With respect to co-(re)insurance pools, the IBER currently seems to be of limited use and relevance. Both a study undertaken for the Commission and the information gathered in the IBER review so far show that only a limited number of companies benefit from the exemption. The study identified fewer than 50 institutionalised pools that are potentially covered by the IBER exemption. The review also showed that insurers share risks in various forms and that there is an important and growing trend away from institutionalised pools towards alternative and more flexible ways of co-(re)insuring risks.

Minority shareholdings and EU merger control

Margrethe Vestager gave a speech recently entitled “Refining the EU merger control system”. Ms. Vesgater referred to the White Paper on merger control which suggests to look at situations where a minority shareholding gives one company influence over another and stated “that type of influence could certainly affect competition”. However, Ms. Vestager went on to say that shareholdings change hands all the time and only a tiny handful of those deals are likely to raise issues. Ms. Vestager stated that the Commission have asked a team of experts how the system works in the countries that have it. Ms. Vestager concluded that “we’d need to see compelling evidence that the system could work at European level – without creating a lot of complexity – before we took any more steps in this direction. And what I’ve seen so far hasn’t convinced me that this is a change we absolutely have to make to our system”.

General Block Exemption Regulation guide updated

The Commission has published the second part of its guide on the General Block Exemption Regulation (“GBER”), that exempts unproblematic state aid measures from prior Commission scrutiny. This second part deals with questions and answers to Articles 36 to 58 of the GBER. The guide is meant to help Member State authorities and aid beneficiaries to apply the GBER to their specific situation.

News (Ireland)

Commission seeks further information regarding Apple tax in Ireland It has been reported recently in the Irish press that the Commission has sought extra information from the Irish tax authorities relating to the ongoing investigation into Apple’s tax arrangements in Ireland. When asked about the timing of a decision in this matter, it is reported that Margrethe Vestager recently commented “Don’t hold your breath”.

Practice Note

What is a full function joint venture?

Section 16(4) of the Competition Act 2002, as amended (the “Act”), provides that the creation of a joint venture to perform, on a lasting basis, all the functions of an autonomous economic entity shall constitute a merger within Section 16(1)(b) of the Act. The Commission have analysed the concept of full functionality in the Commission Consolidated Jurisdictional Notice under Council Regulation (EC) No 139/2004.

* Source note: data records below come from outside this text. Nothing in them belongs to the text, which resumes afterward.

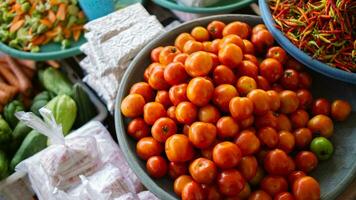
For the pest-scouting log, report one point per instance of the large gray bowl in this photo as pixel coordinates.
(334, 175)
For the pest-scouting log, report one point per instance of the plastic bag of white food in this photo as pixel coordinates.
(59, 165)
(198, 3)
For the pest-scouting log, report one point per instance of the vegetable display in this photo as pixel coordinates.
(323, 29)
(27, 25)
(228, 115)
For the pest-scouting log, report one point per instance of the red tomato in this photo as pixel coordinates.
(340, 110)
(289, 101)
(268, 136)
(271, 69)
(223, 75)
(208, 114)
(162, 97)
(192, 191)
(202, 134)
(290, 79)
(306, 188)
(186, 112)
(177, 169)
(153, 111)
(277, 162)
(283, 123)
(260, 195)
(155, 54)
(299, 118)
(260, 100)
(180, 183)
(262, 40)
(292, 177)
(200, 91)
(241, 108)
(132, 105)
(175, 73)
(247, 68)
(321, 106)
(274, 184)
(306, 161)
(178, 148)
(230, 182)
(262, 83)
(246, 84)
(277, 53)
(305, 98)
(284, 196)
(147, 147)
(143, 89)
(156, 166)
(138, 128)
(163, 128)
(216, 28)
(248, 142)
(178, 93)
(226, 155)
(248, 167)
(203, 170)
(227, 127)
(303, 137)
(222, 96)
(286, 141)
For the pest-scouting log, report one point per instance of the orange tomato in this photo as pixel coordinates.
(200, 34)
(186, 112)
(147, 147)
(198, 64)
(200, 91)
(153, 111)
(167, 54)
(202, 134)
(132, 105)
(178, 148)
(230, 55)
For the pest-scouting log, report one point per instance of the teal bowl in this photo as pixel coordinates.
(334, 175)
(224, 6)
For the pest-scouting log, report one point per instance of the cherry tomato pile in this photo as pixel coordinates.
(225, 124)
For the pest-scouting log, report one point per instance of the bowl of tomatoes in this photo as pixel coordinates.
(215, 109)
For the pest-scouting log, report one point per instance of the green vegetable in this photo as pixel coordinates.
(4, 166)
(86, 109)
(40, 101)
(64, 111)
(322, 147)
(5, 131)
(10, 110)
(18, 135)
(55, 81)
(33, 143)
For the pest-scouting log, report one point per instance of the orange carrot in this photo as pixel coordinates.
(15, 26)
(51, 16)
(61, 13)
(24, 82)
(9, 76)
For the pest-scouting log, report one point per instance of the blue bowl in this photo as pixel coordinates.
(333, 175)
(300, 55)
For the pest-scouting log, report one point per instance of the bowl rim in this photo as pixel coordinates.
(298, 54)
(215, 9)
(146, 180)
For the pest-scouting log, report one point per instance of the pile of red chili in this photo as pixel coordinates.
(325, 29)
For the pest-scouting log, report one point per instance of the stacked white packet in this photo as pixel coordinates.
(111, 176)
(113, 41)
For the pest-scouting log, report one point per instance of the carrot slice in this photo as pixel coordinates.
(61, 13)
(15, 26)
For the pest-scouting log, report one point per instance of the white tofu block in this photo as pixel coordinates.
(124, 47)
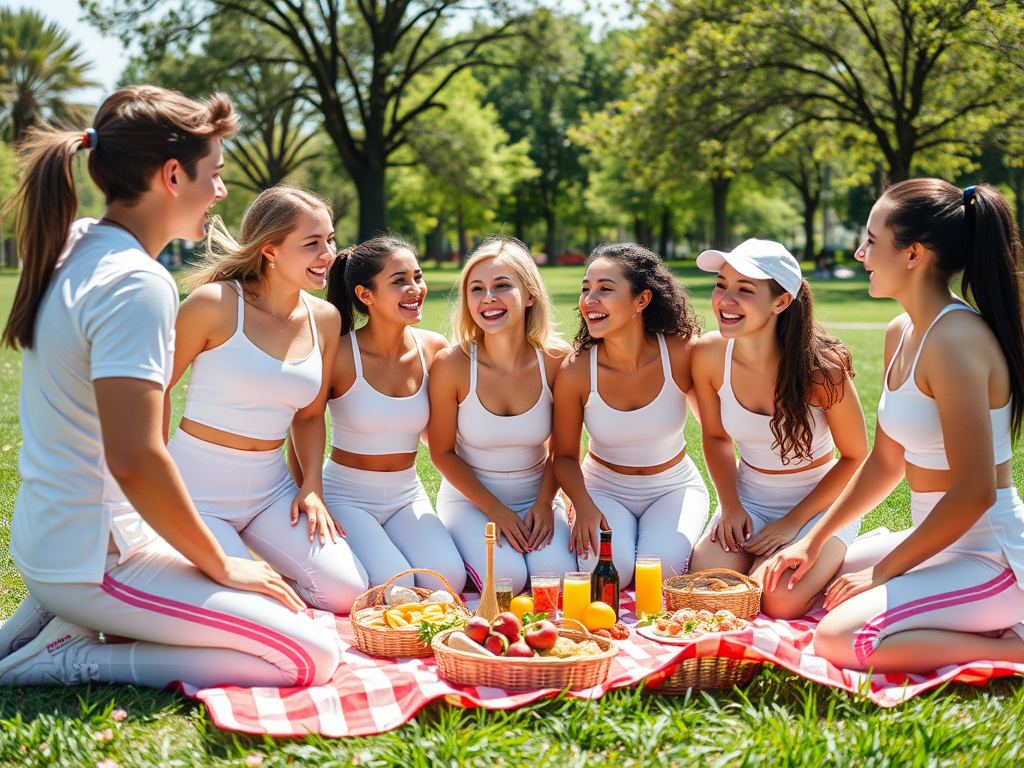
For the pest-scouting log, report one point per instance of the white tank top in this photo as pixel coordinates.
(239, 388)
(371, 423)
(911, 418)
(643, 437)
(503, 443)
(753, 431)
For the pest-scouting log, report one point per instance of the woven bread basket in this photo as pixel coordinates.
(525, 674)
(742, 597)
(388, 641)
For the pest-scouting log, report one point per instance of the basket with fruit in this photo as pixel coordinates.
(714, 590)
(399, 622)
(535, 653)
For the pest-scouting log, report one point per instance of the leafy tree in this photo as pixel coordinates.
(361, 56)
(40, 69)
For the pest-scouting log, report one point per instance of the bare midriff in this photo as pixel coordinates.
(227, 439)
(383, 463)
(819, 462)
(623, 470)
(940, 480)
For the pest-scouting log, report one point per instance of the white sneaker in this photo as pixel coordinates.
(23, 626)
(52, 657)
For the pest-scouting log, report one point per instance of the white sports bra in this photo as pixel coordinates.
(911, 418)
(239, 388)
(503, 443)
(645, 436)
(367, 422)
(753, 431)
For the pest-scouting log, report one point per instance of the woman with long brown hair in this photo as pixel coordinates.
(951, 402)
(778, 385)
(104, 534)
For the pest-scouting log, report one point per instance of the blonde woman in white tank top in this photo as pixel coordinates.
(379, 410)
(491, 418)
(756, 382)
(629, 384)
(951, 590)
(259, 347)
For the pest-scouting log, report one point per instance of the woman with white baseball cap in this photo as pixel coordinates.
(779, 386)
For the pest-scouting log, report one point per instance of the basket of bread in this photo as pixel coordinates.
(714, 590)
(398, 622)
(516, 655)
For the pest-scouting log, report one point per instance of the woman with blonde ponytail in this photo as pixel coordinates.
(104, 534)
(949, 591)
(260, 348)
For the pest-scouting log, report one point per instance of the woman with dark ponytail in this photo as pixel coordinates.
(104, 534)
(801, 406)
(951, 404)
(379, 410)
(629, 383)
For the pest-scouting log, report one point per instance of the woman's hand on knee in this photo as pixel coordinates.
(310, 503)
(254, 576)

Full function character essentially means that a joint venture must operate on a market, performing the functions normally carried out by undertakings operating on the same market. In order to do so the joint venture must have a management dedicated to its day-to-day operations and access to sufficient resources including finance, staff, and assets in order to conduct on a lasting basis its business activities within the area provided for in the joint venture agreement.

A joint venture is not full function if it only takes over one specific function within the parent companies’ business activities without its own access to or presence on the market. This is the case, for example, for joint ventures limited to R&D or production. Such joint ventures are auxiliary to their parent companies’ business activities.

The strong presence of the parent companies in upstream or downstream markets is a factor to be taken into consideration in assessing the full function character of a joint venture.

The joint venture must be intended to operate on a lasting basis. Commission decisions have found that a period of three years was not sufficient for this purpose but a period of eight years was.